Towards Intelligent Attack Detection Using DNA Computing

Abstract

In recent years, frequent network attacks have seriously threatened the interests and security of humankind. To address this threat, many detection methods have been studied, some of which have achieved good results. However, with the development of network interconnection technology, massive amounts of network data have been produced, and considerable redundant information has been generated. At the same time, the frequently changing types of cyberattacks result in great difficulty collecting samples, resulting in a serious imbalance in the sample size of each attack type in the dataset.

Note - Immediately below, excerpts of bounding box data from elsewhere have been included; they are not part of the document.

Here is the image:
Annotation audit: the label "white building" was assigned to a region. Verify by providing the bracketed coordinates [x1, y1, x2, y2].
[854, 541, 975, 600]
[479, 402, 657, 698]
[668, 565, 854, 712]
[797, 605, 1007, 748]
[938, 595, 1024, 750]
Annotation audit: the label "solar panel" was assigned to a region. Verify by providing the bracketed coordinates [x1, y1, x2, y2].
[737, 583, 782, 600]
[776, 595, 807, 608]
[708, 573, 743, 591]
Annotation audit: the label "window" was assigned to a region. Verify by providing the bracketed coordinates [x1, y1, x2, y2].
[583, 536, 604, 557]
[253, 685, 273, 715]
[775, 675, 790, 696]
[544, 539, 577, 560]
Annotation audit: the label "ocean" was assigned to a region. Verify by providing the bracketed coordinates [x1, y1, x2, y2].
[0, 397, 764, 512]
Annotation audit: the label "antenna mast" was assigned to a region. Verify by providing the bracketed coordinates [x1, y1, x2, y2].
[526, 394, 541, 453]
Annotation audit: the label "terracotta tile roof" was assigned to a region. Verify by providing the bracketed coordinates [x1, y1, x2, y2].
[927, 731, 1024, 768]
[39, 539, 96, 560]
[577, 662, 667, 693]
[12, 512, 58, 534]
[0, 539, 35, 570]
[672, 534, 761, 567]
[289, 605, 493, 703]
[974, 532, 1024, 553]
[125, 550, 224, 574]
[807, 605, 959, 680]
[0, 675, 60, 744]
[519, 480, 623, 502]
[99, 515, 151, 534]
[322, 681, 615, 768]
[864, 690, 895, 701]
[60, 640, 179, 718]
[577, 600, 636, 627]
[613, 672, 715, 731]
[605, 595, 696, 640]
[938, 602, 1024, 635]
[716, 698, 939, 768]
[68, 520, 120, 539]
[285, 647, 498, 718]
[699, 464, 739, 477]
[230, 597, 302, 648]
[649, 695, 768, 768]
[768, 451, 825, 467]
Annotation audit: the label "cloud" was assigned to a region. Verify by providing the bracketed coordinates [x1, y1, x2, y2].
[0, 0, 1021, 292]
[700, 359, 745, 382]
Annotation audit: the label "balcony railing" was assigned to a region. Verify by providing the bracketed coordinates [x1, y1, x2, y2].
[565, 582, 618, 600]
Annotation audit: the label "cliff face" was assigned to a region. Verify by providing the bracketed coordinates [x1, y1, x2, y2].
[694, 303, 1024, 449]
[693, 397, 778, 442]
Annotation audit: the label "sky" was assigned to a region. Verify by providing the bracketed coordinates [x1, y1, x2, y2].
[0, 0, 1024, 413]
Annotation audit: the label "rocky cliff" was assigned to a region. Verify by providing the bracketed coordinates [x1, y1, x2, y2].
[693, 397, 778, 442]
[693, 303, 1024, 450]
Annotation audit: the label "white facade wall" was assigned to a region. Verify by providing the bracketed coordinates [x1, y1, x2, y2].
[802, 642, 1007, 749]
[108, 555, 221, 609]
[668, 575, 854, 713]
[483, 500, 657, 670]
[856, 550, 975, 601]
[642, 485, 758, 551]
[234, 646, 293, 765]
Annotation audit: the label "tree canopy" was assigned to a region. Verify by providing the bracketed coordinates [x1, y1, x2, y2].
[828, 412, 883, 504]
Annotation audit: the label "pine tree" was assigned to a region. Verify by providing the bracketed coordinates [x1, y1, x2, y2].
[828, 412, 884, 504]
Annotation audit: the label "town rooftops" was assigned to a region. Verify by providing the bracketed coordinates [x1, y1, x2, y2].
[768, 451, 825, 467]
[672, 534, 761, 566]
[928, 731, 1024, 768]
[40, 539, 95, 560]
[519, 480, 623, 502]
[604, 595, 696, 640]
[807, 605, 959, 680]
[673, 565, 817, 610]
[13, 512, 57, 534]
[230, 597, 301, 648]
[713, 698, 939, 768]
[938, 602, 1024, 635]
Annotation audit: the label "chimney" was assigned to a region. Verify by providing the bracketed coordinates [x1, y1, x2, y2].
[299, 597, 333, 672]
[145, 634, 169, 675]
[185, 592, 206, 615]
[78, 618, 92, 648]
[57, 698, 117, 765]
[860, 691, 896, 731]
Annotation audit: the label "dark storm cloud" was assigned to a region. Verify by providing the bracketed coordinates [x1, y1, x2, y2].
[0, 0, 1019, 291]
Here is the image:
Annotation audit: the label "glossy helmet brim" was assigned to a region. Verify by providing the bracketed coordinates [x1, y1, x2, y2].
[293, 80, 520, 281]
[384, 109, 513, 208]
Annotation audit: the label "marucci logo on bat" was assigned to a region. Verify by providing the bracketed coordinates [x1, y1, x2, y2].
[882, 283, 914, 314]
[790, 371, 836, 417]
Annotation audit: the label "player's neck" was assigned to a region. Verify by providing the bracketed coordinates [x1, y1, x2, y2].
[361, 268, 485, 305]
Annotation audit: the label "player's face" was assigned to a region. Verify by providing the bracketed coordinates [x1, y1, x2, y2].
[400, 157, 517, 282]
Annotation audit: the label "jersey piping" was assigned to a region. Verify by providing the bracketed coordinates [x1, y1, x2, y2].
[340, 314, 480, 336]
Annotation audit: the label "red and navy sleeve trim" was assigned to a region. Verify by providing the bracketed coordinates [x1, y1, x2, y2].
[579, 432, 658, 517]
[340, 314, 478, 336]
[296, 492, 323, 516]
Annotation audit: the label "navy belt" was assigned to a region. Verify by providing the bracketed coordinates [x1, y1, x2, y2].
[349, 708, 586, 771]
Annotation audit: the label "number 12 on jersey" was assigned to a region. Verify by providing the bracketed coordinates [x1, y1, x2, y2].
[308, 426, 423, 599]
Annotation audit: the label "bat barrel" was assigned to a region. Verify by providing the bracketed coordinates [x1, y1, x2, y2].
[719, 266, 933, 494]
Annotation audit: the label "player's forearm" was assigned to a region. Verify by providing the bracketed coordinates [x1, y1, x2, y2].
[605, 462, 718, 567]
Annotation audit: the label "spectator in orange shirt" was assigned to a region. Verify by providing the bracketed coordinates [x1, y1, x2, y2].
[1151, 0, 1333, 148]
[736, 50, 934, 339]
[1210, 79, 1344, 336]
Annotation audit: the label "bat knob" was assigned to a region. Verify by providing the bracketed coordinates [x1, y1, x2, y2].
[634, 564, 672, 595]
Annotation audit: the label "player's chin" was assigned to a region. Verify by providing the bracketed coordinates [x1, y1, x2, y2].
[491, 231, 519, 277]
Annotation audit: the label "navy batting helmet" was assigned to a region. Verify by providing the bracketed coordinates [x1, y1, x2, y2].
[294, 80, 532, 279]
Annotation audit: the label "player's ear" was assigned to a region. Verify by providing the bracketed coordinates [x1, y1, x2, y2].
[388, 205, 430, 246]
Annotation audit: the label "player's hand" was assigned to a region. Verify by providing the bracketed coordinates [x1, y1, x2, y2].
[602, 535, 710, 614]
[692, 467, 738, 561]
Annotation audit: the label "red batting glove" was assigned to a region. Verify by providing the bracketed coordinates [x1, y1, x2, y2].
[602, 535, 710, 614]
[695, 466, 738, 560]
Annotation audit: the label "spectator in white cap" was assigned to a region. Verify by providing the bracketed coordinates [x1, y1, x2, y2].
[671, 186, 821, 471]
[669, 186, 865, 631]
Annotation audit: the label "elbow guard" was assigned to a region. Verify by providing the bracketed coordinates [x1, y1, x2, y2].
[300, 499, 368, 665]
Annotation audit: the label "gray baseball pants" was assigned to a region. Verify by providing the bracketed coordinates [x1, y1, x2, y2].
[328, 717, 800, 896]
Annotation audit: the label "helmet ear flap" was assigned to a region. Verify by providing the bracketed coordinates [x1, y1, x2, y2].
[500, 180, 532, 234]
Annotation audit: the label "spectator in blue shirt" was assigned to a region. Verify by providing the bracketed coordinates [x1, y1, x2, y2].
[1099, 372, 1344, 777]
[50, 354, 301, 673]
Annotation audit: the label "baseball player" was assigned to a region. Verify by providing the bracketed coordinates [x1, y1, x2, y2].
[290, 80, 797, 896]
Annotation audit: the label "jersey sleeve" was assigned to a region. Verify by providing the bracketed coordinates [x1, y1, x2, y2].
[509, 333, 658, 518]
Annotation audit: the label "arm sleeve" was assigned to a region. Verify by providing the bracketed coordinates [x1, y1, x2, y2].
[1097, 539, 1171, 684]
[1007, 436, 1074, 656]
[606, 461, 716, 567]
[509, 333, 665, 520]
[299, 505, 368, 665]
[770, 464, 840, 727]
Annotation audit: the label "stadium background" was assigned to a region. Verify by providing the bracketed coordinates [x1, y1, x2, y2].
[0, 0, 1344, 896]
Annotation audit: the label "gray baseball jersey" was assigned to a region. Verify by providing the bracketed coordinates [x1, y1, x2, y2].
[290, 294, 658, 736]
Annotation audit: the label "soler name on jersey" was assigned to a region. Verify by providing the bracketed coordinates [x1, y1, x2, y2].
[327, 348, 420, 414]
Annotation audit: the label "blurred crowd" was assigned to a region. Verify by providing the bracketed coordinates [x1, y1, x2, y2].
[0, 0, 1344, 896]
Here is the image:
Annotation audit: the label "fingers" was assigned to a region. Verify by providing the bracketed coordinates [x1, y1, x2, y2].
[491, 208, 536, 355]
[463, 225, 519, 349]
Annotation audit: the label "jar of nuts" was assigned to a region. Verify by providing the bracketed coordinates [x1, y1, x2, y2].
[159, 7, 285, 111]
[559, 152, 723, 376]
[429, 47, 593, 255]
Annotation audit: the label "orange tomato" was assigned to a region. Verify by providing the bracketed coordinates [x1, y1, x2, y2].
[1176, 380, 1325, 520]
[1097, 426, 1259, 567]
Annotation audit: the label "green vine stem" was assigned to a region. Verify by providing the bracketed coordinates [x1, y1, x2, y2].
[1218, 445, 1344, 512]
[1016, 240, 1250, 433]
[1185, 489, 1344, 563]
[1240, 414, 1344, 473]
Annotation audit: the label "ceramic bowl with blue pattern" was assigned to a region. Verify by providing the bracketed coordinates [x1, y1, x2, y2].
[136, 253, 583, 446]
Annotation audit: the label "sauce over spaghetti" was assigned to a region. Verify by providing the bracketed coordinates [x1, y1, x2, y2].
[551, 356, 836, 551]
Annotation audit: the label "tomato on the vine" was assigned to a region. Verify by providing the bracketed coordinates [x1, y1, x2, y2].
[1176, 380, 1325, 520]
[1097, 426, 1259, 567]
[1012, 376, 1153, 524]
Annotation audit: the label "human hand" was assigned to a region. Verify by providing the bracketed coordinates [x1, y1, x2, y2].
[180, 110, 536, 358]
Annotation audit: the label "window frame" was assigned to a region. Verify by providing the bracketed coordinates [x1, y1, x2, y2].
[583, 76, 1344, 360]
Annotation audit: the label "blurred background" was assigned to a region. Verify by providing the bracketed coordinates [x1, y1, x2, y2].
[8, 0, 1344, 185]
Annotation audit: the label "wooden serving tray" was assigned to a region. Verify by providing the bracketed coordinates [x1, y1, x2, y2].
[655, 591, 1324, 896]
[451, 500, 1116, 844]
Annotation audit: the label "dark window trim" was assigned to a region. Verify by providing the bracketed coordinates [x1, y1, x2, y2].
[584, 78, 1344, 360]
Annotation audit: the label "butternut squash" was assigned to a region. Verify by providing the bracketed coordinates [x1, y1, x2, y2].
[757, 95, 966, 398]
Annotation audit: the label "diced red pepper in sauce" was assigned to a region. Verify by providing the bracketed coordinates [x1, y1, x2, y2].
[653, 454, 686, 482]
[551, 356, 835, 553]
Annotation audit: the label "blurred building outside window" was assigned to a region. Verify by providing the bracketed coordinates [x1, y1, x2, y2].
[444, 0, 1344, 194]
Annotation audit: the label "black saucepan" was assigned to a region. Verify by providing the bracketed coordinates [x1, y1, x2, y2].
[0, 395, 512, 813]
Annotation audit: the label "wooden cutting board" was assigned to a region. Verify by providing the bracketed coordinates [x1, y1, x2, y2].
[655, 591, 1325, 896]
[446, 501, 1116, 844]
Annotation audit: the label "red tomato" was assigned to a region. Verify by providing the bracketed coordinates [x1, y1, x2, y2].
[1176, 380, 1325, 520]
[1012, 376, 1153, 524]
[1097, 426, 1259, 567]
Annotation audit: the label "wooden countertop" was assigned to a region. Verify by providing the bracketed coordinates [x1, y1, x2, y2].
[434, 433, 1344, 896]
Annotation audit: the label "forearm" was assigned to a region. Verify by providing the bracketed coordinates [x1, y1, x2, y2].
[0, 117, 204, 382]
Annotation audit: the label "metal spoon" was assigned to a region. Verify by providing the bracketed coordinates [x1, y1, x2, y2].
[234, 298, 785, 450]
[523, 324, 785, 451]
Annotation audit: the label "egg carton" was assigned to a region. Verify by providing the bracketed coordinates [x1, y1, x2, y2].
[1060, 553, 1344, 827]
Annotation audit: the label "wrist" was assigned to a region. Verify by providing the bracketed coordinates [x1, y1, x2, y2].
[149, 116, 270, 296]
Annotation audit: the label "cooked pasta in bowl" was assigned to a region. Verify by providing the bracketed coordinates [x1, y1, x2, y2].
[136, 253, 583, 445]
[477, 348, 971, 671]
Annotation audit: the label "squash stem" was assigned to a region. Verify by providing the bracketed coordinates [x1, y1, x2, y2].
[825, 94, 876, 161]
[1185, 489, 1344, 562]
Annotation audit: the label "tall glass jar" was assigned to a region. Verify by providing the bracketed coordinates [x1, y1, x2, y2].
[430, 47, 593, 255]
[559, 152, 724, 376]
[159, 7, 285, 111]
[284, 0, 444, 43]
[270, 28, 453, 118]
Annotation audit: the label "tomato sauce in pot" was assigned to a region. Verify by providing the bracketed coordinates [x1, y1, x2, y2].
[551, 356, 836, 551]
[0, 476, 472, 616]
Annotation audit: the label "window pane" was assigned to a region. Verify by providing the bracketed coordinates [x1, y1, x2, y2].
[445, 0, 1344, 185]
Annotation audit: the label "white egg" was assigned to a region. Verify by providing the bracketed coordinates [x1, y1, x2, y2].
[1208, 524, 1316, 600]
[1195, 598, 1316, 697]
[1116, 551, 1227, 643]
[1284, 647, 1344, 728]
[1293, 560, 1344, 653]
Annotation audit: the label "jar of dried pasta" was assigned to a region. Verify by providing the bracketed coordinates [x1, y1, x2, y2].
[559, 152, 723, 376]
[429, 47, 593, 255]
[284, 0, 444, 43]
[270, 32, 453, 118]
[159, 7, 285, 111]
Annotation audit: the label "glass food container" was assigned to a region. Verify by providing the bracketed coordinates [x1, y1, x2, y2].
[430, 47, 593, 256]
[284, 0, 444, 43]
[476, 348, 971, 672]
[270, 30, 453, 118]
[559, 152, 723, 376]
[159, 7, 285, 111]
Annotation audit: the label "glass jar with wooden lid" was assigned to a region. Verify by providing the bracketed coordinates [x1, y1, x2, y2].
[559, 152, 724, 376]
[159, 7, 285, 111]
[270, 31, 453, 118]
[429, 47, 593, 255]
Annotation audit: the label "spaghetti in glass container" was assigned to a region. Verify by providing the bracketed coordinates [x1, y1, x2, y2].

These two problems seriously reduce the robustness of existing detection methods, and existing research methods do not provide a good solution. To address these two problems, we define an unbalanced index and an optimal feature index to directly reflect the performance of a detection method in terms of overall accuracy, feature subset optimization, and detection balance. Inspired by DNA computing, we propose intelligent attack detection based on DNA computing (ADDC). First, we design a set of regular encoding and decoding features based on DNA sequences and obtain a better subset of features through biochemical reactions. Second, nondominated ranking based on reference points is used to select individuals to form a new population to optimize the detection balance. Finally, a large number of experiments are carried out on four datasets to reflect real-world cyberattack situations. Experimental results show that compared with the most recent detection methods, our method can improve the overall accuracy of multiclass classification by up to 10%; the imbalance index decreased by 0.5, and 1.5 more attack types were detected on average; and the optimal index of the feature subset increased by 83.8%.